Our study only analyzed the presence of DDIT3 amplification and did not look at the relevance of the levels of amplification. Furthermore, we did not correlate gene amplification with RNA or protein expression. Understanding the full significance of DDIT3 amplification and the mechanisms by which it induces adipocytic phenotypic changes in dedifferentiated liposarcoma requires further analysis including at the protein, RNA, and metabolic levels.

From a prognostic standpoint, no statistically significant difference in disease-related mortality, recurrence, or the incidence of metastatic disease was identified between dedifferentiated liposarcoma cases with DDIT3 amplification and those without it. This seems to be in keeping with the current understanding of normal DDIT3 not having a major role as a driving oncogene in the development of liposarcoma. However, our study did demonstrate a trend toward DDIT3 amplification correlating with low histologic grade, which has been shown to have prognostic significance [10]. Of note, one case in which DDIT3 was truncated is interesting in that it raises the question of whether or not abnormal DDIT3 has an oncogenic role in the pathogenesis of liposarcoma, or as a prognostic factor, given the presence of metastatic disease in one of these cases. Additional study of a larger series of cases with truncated DDIT3 is required to better understand the significance of abnormal forms of DDIT3 in dedifferentiated liposarcoma.

From a diagnostic standpoint, DDIT3-amplified dedifferentiated liposarcoma with areas resembling myxoid liposarcoma and/or with homologous lipoblastic differentiation may be inaccurately classified as myxoid liposarcoma or pleomorphic liposarcoma, respectively, particularly in small biopsy specimens or with lesions located in anatomic areas where these subtypes are more likely to arise, such as in the extremities.

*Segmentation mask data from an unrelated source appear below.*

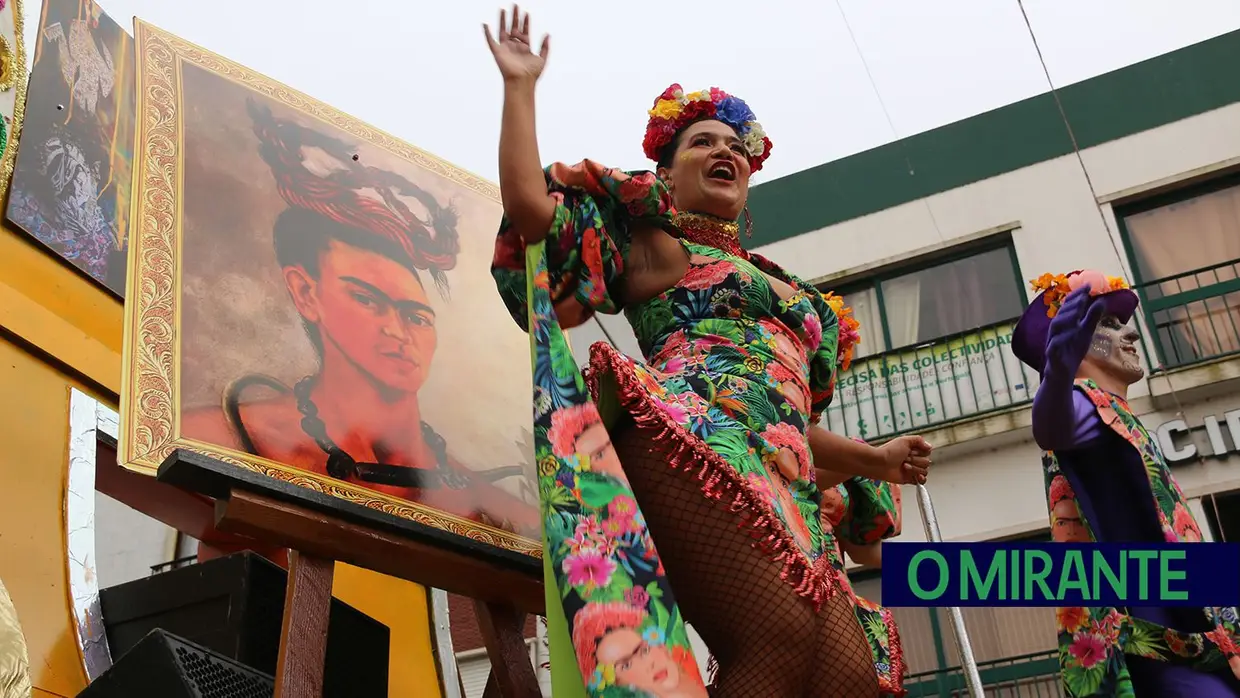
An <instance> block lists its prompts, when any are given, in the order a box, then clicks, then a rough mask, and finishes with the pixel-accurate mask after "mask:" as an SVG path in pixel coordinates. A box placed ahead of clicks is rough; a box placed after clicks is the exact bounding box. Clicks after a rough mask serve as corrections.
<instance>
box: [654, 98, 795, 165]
mask: <svg viewBox="0 0 1240 698" xmlns="http://www.w3.org/2000/svg"><path fill="white" fill-rule="evenodd" d="M704 118H713V119H717V120H719V121H722V123H724V124H728V125H729V126H732V128H733V130H735V131H737V135H738V136H740V139H742V141H743V143H744V145H745V150H746V151H748V152H749V169H750V171H753V172H756V171H759V170H761V169H763V162H765V161H766V157H769V156H770V150H771V141H770V139H769V138H766V133H765V131H764V130H763V126H761V124H759V123H758V119H756V118H755V117H754V113H753V110H751V109H749V105H748V104H745V102H744V100H743V99H740V98H739V97H734V95H730V94H728V93H727V92H724V91H722V89H719V88H717V87H712V88H709V89H707V91H701V92H693V93H688V94H686V93H684V91H683V89H682V88H681V86H680V84H678V83H673V84H672V86H671V87H668V88H667V89H665V91H663V92H662V94H660V95H658V98H657V99H655V104H653V107H651V109H650V120H649V121H647V123H646V135H645V138H644V139H642V144H641V145H642V151H644V152H645V154H646V157H650V159H651V160H653V161H656V162H657V161H658V157H660V155H661V154H662V151H663V149H665V148H667V145H668V144H670V143H672V139H675V138H676V134H677V133H678V131H680V130H681V129H683V128H684V126H687V125H689V124H692V123H693V121H697V120H701V119H704Z"/></svg>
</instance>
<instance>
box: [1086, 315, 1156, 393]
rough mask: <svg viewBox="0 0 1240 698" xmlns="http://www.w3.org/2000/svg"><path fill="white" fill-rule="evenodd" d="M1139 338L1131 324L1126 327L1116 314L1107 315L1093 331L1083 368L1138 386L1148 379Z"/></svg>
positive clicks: (1089, 371) (1135, 327)
mask: <svg viewBox="0 0 1240 698" xmlns="http://www.w3.org/2000/svg"><path fill="white" fill-rule="evenodd" d="M1138 338H1140V335H1137V330H1136V327H1133V326H1132V324H1131V322H1130V324H1127V325H1126V324H1123V322H1120V319H1118V317H1116V316H1115V315H1104V316H1102V319H1101V320H1100V321H1099V324H1097V329H1096V330H1095V331H1094V338H1092V341H1091V342H1090V347H1089V353H1087V355H1086V356H1085V361H1084V363H1083V368H1084V369H1085V371H1086V372H1090V371H1097V372H1101V373H1104V374H1107V376H1114V377H1115V378H1118V379H1121V381H1123V382H1125V383H1126V384H1130V386H1131V384H1132V383H1136V382H1137V381H1140V379H1141V378H1142V377H1143V376H1145V368H1142V367H1141V355H1140V353H1137V340H1138Z"/></svg>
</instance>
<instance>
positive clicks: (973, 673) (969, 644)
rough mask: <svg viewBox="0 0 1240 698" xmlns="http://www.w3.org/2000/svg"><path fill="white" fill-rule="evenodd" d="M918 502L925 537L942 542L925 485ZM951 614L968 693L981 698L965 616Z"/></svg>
mask: <svg viewBox="0 0 1240 698" xmlns="http://www.w3.org/2000/svg"><path fill="white" fill-rule="evenodd" d="M918 503H919V505H921V506H920V508H921V524H923V527H924V528H925V531H926V539H929V541H930V542H931V543H942V533H940V532H939V518H937V517H936V516H935V515H934V502H931V501H930V491H929V490H926V486H925V485H918ZM947 615H950V616H951V630H952V632H954V634H955V635H956V650H957V651H959V652H960V663H961V666H962V667H963V669H965V683H966V684H967V686H968V694H970V696H971V697H972V698H983V697H985V696H986V693H983V692H982V676H981V674H980V673H977V661H976V660H975V658H973V646H972V645H970V643H968V631H967V630H966V629H965V616H963V614H961V612H960V609H959V607H955V606H952V607H950V609H947Z"/></svg>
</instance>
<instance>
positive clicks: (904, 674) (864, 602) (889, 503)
mask: <svg viewBox="0 0 1240 698" xmlns="http://www.w3.org/2000/svg"><path fill="white" fill-rule="evenodd" d="M822 522H823V528H826V529H827V532H828V533H833V534H835V536H833V537H832V542H833V543H835V546H836V553H835V557H833V560H835V562H836V563H837V565H838V567H837V568H836V573H837V575H838V579H839V583H841V586H843V589H844V590H846V591H847V593H848V595H849V596H852V599H853V604H854V605H856V606H857V619H858V620H859V621H861V626H862V630H864V632H866V638H867V640H868V641H869V650H870V652H872V653H873V655H874V671H875V672H877V673H878V686H879V688H880V689H882V691H883V696H903V694H905V693H906V692H905V689H904V677H905V676H906V674H908V665H905V663H904V652H903V650H901V647H900V635H899V630H898V629H897V627H895V617H894V616H893V615H892V611H890V610H889V609H884V607H883V606H879V605H878V604H875V603H873V601H870V600H869V599H863V598H861V596H858V595H857V593H856V591H854V590H853V586H852V583H851V581H849V580H848V574H847V573H846V572H844V555H843V550H842V549H841V548H839V544H841V542H843V541H847V542H848V543H852V544H854V546H869V544H873V543H878V542H880V541H883V539H885V538H893V537H895V536H899V534H900V527H901V524H903V512H901V502H900V486H899V485H892V484H889V482H882V481H878V480H868V479H866V477H851V479H848V480H846V481H844V482H841V484H839V485H836V486H835V487H833V488H831V490H826V491H823V493H822Z"/></svg>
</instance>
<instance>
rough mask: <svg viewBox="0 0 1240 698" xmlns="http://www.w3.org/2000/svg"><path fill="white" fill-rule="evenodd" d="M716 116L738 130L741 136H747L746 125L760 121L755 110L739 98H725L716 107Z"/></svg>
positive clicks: (719, 118)
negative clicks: (751, 108) (756, 118)
mask: <svg viewBox="0 0 1240 698" xmlns="http://www.w3.org/2000/svg"><path fill="white" fill-rule="evenodd" d="M714 115H715V118H717V119H719V120H720V121H723V123H725V124H728V125H729V126H732V128H734V129H737V131H739V133H740V135H745V130H746V124H748V123H749V121H755V120H758V119H756V117H754V112H753V109H750V108H749V105H748V104H745V100H744V99H740V98H739V97H732V95H729V97H725V98H724V99H723V100H720V102H719V103H718V104H715V107H714Z"/></svg>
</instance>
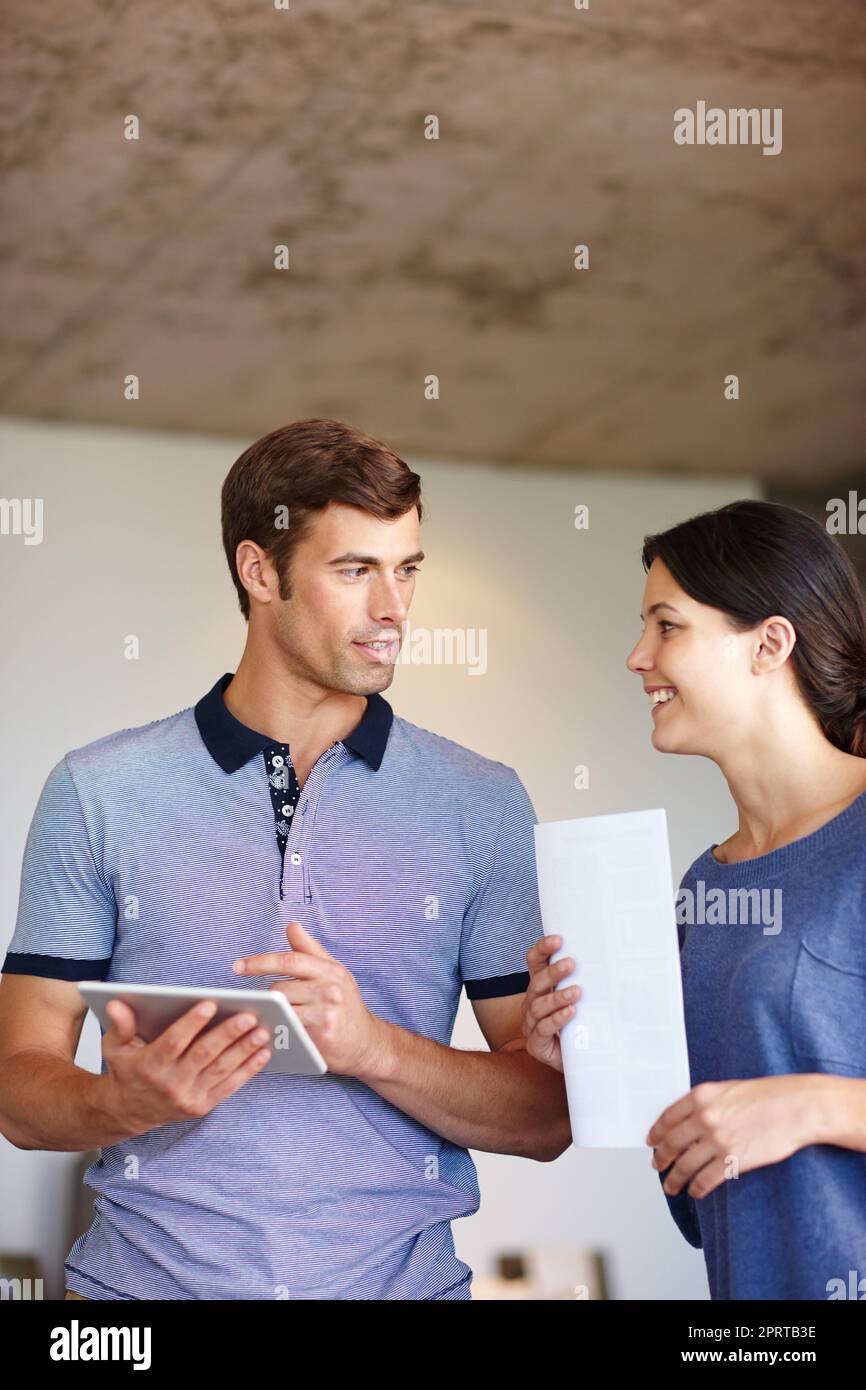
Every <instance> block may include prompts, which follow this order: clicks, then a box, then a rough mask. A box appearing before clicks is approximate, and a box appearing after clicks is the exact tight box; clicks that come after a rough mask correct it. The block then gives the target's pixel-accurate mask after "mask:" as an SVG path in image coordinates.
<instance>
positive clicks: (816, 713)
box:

Given the differences in surgical and medical treatment between these entities, it is important to be aware of this potential diagnostic pitfall. Notably, dedifferentiated liposarcoma with DDIT3 amplification likely accounts for a subset, if not the majority, of cases historically diagnosed as retroperitoneal myxoid liposarcoma.

Finally, dedifferentiated liposarcoma with DDIT3 amplification significantly correlated with younger patient age. Based on available information, it is unclear why cases with DDIT3 amplification would occur in younger patients. Analysis of a larger series of cases would be needed to confirm the correlation between younger age and DDIT3 amplification.

In summary, amplification of DDIT3 was identified in 33% of all cases of dedifferentiated liposarcoma evaluated and was significantly associated with myxoid liposarcoma-like morphologic features and homologous lipoblastic differentiation. This is the first study to demonstrate such a relationship. Based on current evidence, DDIT3 in its normal state does not appear to have a driving oncogenic role and is not associated with a different prognosis in dedifferentiated liposarcoma. Importantly, DDIT3 amplification can maintain a differentiated adipocytic phenotype even in cases with aggressive clinical behavior. Future studies to more fully elucidate the role of DDIT3 and its relationship to other pathogenic molecular mechanisms in dedifferentiated liposarcoma, and to evaluate the clinicopathologic significance of these factors in atypical lipomatous tumor/well-differentiated liposarcoma, are necessary.